Doesn’t a VPN add an extra step of fuckery to this and how do I tell the VPN to allow all this traffic switching without blocking it and without showing the world what I’m doing?
A VPN like Mullvad is used for your outgoing traffic. All traffic is encrypted, the reason you want a VPN is not so that others can’t see your messages, it’s so that your ISP and the other people forwarding your messages don’t know who you’re talking to (they’ll only know you’re talking to your VPN), and so that the people you’re talking to don’t know who you are (they are talking to your VPN). You need this so your ISP doesn’t see you going to pirate sites, and so that other pirates, and copyright trolls acting as pirates don’t know who you are when you talk to them and exchange files using torrents.
Gluetun just looks like a text document to me (compose.yml) - how do I know it’s actually protecting me?
I don’t know shit about Gluetun, sorry.
From nginxproxymanager.com : "Add port forwarding for port 80 and 443 to the server hosting this project. I assume this means to tell NGINX that traffic is coming in on port 80 and 443 and it should take that traffic and send it to 8096 (Jellyfin) and 5000 (ombi) - but how?
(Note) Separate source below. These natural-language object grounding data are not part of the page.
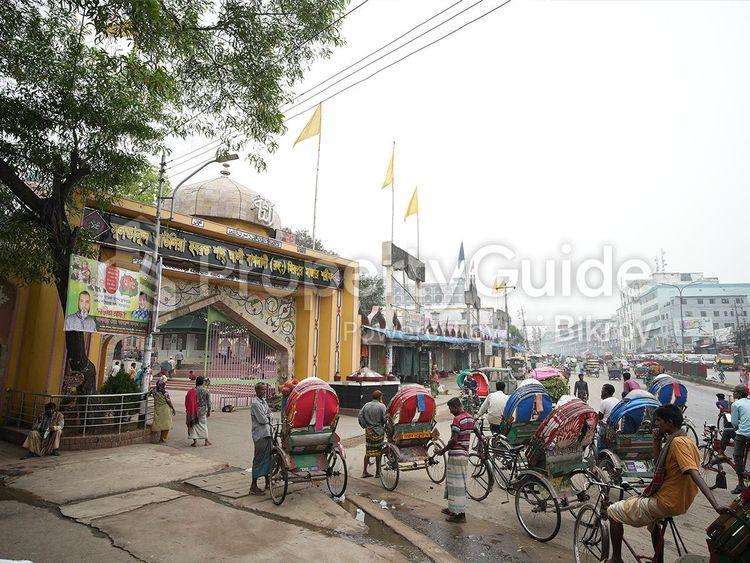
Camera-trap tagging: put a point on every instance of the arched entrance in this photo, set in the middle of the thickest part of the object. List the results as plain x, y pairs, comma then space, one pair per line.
221, 343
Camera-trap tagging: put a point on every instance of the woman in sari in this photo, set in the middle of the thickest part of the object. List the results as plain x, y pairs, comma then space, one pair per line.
197, 411
162, 407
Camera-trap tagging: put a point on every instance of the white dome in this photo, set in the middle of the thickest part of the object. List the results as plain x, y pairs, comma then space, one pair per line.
223, 198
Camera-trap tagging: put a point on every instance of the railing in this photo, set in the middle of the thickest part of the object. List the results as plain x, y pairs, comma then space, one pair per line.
84, 414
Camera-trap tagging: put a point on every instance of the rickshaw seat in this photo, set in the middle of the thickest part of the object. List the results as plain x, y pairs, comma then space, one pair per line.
310, 439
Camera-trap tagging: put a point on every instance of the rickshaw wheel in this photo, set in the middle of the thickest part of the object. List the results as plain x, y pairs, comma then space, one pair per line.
435, 463
336, 474
389, 470
590, 537
537, 509
608, 468
479, 480
690, 431
279, 478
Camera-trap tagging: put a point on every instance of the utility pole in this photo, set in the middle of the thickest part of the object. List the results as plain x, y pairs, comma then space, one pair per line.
525, 336
149, 345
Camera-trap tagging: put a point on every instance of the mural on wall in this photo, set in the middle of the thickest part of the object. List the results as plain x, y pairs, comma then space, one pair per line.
277, 314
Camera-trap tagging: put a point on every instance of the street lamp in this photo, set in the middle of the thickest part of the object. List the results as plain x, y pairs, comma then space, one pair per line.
149, 346
680, 289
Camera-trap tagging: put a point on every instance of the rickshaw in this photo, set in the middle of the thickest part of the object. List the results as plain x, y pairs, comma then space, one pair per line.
557, 475
517, 365
412, 437
525, 409
669, 390
626, 451
305, 445
592, 367
471, 403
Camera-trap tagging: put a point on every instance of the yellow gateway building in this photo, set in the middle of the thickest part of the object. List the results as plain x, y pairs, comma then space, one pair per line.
239, 299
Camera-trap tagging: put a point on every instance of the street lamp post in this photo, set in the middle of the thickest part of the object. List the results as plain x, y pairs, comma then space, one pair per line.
680, 289
149, 345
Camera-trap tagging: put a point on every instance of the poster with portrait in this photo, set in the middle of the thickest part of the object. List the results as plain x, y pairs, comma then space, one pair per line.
107, 298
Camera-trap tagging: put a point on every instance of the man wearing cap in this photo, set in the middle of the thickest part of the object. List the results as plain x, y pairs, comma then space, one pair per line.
372, 419
740, 432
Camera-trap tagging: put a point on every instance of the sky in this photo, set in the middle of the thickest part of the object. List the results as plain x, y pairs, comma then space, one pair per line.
560, 130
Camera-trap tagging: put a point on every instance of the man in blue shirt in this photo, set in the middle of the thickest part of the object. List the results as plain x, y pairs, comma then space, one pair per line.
740, 433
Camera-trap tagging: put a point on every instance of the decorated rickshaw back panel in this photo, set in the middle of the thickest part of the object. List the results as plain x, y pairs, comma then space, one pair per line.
411, 434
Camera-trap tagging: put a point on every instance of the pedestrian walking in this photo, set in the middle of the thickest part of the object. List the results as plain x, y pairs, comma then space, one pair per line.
581, 389
740, 433
197, 411
162, 407
372, 419
494, 406
458, 460
260, 421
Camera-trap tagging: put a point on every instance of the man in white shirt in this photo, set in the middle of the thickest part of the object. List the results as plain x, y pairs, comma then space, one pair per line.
609, 401
493, 407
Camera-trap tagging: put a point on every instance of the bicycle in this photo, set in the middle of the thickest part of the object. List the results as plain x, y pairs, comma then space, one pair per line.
709, 450
494, 461
591, 532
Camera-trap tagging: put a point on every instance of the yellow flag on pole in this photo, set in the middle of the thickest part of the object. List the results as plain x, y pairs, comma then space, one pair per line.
498, 286
413, 208
389, 174
313, 126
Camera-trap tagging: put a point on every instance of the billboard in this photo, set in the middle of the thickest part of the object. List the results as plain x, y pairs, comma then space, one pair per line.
699, 327
106, 298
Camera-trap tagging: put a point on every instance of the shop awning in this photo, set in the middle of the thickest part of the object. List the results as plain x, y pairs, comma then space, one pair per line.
399, 336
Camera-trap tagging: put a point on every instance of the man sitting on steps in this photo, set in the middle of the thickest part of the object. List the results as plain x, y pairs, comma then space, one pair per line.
44, 438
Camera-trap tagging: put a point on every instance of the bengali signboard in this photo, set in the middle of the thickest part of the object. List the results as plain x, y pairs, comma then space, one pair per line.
107, 298
220, 256
702, 326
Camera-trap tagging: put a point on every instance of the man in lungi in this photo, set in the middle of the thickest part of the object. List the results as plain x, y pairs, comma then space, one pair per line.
458, 461
372, 419
198, 409
673, 488
44, 438
260, 420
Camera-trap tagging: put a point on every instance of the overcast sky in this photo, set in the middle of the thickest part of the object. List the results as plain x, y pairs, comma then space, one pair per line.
590, 123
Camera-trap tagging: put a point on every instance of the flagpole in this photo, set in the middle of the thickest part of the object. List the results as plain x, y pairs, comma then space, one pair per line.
393, 192
317, 173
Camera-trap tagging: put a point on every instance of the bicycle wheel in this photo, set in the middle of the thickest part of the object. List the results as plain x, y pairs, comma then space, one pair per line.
590, 536
336, 474
435, 463
537, 509
389, 469
279, 478
583, 488
479, 480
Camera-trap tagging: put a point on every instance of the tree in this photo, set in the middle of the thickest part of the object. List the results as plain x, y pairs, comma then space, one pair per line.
371, 293
304, 238
90, 89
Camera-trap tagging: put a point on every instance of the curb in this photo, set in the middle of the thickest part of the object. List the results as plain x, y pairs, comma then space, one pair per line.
420, 541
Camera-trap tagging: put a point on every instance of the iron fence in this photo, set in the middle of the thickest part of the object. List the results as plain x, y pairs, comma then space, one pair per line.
84, 414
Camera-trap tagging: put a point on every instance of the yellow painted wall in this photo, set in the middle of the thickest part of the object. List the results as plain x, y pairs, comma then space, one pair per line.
38, 349
350, 324
327, 336
303, 347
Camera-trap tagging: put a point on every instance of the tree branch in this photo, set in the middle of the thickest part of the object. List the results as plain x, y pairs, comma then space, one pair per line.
19, 188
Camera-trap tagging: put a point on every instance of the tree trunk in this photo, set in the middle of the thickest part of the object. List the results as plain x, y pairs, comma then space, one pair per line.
75, 343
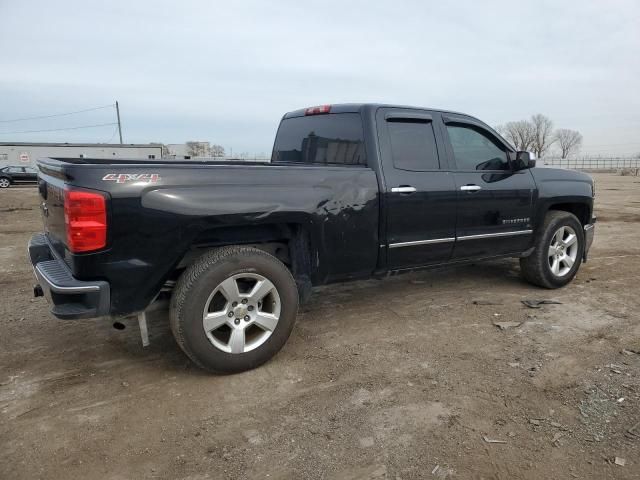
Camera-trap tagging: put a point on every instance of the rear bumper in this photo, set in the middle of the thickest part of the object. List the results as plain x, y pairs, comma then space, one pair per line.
589, 232
69, 298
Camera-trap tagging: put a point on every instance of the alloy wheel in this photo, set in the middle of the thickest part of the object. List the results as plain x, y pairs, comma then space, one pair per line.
563, 251
241, 313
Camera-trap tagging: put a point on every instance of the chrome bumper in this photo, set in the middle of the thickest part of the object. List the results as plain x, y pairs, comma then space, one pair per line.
69, 298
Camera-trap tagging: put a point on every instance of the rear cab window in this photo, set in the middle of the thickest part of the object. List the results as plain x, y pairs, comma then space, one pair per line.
413, 144
328, 139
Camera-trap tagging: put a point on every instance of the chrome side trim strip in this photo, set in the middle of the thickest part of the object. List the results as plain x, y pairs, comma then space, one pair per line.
492, 235
421, 242
453, 239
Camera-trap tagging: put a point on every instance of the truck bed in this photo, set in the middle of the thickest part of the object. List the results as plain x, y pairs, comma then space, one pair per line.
159, 213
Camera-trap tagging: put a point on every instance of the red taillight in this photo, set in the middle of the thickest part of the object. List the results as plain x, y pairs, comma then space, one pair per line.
318, 110
85, 217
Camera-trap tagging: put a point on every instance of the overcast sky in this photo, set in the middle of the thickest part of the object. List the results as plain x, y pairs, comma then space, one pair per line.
225, 72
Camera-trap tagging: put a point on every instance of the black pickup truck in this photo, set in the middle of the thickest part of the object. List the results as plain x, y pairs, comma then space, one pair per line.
352, 191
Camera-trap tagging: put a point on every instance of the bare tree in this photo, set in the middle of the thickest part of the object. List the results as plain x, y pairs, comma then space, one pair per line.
197, 149
543, 134
569, 141
521, 134
217, 151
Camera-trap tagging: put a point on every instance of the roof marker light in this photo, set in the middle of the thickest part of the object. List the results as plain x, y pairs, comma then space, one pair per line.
319, 110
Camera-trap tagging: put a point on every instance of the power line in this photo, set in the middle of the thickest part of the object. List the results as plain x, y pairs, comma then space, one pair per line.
115, 130
61, 129
57, 114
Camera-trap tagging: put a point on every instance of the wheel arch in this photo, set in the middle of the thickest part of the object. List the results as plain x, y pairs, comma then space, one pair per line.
581, 209
291, 243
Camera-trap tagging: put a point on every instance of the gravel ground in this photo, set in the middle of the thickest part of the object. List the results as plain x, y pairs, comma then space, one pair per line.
400, 378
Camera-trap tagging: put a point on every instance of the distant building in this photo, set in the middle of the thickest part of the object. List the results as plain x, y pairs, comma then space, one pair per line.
23, 153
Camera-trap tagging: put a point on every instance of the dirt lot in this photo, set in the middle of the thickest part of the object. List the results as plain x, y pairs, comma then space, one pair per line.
401, 378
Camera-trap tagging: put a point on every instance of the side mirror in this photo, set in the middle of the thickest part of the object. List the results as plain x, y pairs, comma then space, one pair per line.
524, 160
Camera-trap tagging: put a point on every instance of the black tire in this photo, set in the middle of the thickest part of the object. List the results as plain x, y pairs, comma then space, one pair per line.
536, 268
192, 292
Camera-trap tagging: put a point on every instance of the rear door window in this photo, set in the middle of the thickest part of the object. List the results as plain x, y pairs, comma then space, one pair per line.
333, 139
413, 145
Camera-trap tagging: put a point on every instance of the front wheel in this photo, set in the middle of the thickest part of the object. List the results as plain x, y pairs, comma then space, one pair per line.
233, 309
558, 251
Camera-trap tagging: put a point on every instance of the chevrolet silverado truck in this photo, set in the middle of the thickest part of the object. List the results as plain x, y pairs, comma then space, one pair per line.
351, 192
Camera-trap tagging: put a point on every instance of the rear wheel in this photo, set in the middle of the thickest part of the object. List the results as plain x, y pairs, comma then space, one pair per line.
233, 309
559, 247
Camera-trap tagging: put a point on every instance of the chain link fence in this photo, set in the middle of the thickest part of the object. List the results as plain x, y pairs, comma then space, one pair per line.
592, 163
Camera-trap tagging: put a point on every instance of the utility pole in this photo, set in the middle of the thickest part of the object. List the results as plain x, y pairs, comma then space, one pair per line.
119, 124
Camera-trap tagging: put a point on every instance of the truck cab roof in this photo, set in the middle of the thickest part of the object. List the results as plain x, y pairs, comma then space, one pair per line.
358, 107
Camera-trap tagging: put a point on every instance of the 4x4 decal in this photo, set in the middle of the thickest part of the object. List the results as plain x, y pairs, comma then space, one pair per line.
131, 177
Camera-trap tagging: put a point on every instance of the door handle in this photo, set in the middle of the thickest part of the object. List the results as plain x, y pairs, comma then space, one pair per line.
403, 189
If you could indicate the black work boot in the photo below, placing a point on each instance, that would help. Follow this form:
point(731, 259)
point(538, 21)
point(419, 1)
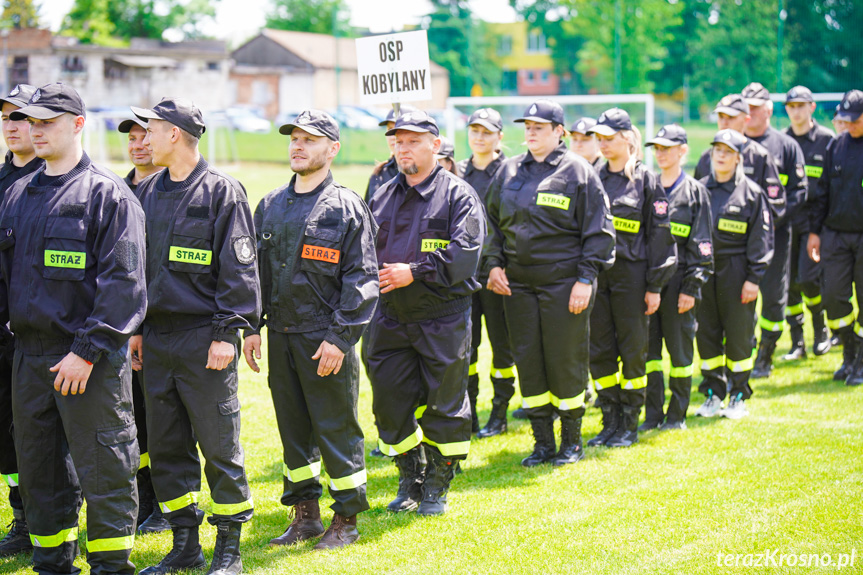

Again, look up virtual servers in NGINX configuration. You need a virtual server listening on 80 and 443 proxying traffic to 8096 and 5000, separating on hostnames I guess.
Also from that site: “Configure your domain name details to point to your home, either with a static ip or a service like DuckDNS or Amazon Route53” - I assume this is what Cloudflare is for instead of Duck or Amazon? I also assume it means "tell Cloudflare to take traffic on port 80 and 443 and send it to NGINX’s 80 and 443 as per the previous bullet) - but how?
Check the error logs and see what’s wrong with it instead. How is it crashing? Did you check stdout and stderr (use docker attach or check the compose logs)?
“Crash” is the wrong word. The app is running, it says “Connected” for about 15-20 seconds, then it says “Internet blocked” for about 20 seconds, then it says “Reconnecting” for 30-90 seconds, repeat indefinitely.
Using the CLI for logging, it says something along the lines of “Timeout… Hyper time out”
You should look a bit into how the internet, DNS and IP addresses work on the public internet and private networks.
Do you have any recommendations on how to learn this?
Also, thank you for explaining that “configuring a domain name” is adding an A record. I’ve added TXT records and similar for Google analytics and I’ve added mail records to set up my own domain’s email before - but this is helpful, thanks.